Arriviamo a Cape Agulhas abbondantemente prima del tramonto. Di solito, siamo sempre in ritardo sulla tabella di marcia e dobbiamo ogni volta forzare il finale di tappa per non chiudere la giornata fuori tempo massimo. Sarà così praticamente per tutto il resto del viaggio. Stavolta, invece, la spettacolare strada che da Cape Town ci ha portato all’estremo sud dell’Africa, non ha perso tempo e, tra recinti di pecore e vacche, gazzelle, gru e corvi neri con la canottiera bianca, ci ha presentato al cartello “Welcome to L’Agulhas the southernmost town in Africa” che il sole è ancora alto. C’è tutta un’altra atmosfera rispetto a quella commerciale del turismo di massa di qualche giorno fa a Cape Point. Qui sembrano esserci solo turisti che, come noi, si sono smarriti nel labirinto monotono della vita e vogliono ricominciare da capo la ricerca di una via d’uscita, ripartendo dall’angolo più remoto. Cape Agulhas mantiene quell’aria da eremita solitario e silenzioso, tipica dei luoghi ai confini del mondo: un posto nel mondo ma sul limite di esserne fuori. Non sai mai se quel luogo sia lì perché ha voluto allontanarsi il più possibile dal mondo o se perché stia iniziando da quel capo il viaggio per attraversarlo. Il silenzio di questi luoghi ai confini non lo spiega. E poi i confini su di me esercitano sempre una particolare suggestione, forse perché dentro a certi ristretti confini fisici sono costretto a vivere.
Ai confini del mondo ci si saluta tutti, quasi ad essersi riconosciuti, anche tra turisti, anche tra forestieri: neri e bianchi, belli e brutti, giovani e anziani, cani e gatti, abili in qualche cosa e disabili in qualcos’altro. Ci si saluta con un sorriso o con un cenno del capo o in inglese, ma non ci si intrattiene con nessuno.

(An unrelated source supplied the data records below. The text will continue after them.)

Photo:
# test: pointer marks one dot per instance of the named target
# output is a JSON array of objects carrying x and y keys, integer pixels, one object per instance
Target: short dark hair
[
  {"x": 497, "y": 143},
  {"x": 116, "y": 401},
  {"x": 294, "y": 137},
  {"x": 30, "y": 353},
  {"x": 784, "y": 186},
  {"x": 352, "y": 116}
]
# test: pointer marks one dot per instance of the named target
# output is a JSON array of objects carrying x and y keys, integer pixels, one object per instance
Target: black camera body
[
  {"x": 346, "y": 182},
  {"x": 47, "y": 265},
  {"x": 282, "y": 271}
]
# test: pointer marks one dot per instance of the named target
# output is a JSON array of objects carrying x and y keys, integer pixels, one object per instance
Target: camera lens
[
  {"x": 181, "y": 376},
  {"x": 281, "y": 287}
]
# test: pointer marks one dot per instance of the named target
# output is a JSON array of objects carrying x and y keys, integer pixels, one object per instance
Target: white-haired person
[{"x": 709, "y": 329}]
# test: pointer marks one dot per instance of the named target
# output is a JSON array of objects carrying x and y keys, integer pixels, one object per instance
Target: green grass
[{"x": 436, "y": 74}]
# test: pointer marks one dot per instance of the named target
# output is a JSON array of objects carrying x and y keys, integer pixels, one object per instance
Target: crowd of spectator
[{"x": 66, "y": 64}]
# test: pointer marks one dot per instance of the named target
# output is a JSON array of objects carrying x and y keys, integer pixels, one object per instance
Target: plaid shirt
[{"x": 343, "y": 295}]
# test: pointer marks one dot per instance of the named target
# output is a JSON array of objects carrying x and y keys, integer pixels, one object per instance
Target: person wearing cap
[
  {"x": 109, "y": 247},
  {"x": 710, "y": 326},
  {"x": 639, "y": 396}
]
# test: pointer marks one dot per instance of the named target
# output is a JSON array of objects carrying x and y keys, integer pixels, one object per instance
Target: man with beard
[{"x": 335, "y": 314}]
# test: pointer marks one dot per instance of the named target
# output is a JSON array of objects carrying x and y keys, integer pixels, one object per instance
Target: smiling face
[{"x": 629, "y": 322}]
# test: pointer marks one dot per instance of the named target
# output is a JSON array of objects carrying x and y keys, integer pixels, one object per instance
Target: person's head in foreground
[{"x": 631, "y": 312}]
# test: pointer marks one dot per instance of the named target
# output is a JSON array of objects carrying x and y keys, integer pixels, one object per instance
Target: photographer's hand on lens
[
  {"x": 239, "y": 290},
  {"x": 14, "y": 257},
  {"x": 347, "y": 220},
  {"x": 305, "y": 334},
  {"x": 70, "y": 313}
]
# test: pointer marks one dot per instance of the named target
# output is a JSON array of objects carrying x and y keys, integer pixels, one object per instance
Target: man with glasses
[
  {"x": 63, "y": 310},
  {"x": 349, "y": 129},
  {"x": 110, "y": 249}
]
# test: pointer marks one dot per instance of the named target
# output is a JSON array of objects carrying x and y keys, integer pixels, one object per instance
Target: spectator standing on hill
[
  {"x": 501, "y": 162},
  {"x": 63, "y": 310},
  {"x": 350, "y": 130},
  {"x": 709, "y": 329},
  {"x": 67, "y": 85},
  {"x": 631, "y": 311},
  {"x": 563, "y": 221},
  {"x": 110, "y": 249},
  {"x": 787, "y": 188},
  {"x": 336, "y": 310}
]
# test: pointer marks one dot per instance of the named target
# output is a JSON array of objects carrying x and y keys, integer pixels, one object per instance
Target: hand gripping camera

Un saluto veloce, forse due parole sottovoce, e poi ognuno ad occupare un posto distante dagli altri. I confini della Terra devono essere vissuti in solitudine per lasciare libero il pensiero. Si possono lasciar correre i sogni verso l’infinito che si intravede oltre l’orizzonte, oltre i confini. E se si ha voglia, se si ha una motivazione o anche solo un’illusione, se si hanno scarpe e gambe buone, si può partire. Si può ripartire.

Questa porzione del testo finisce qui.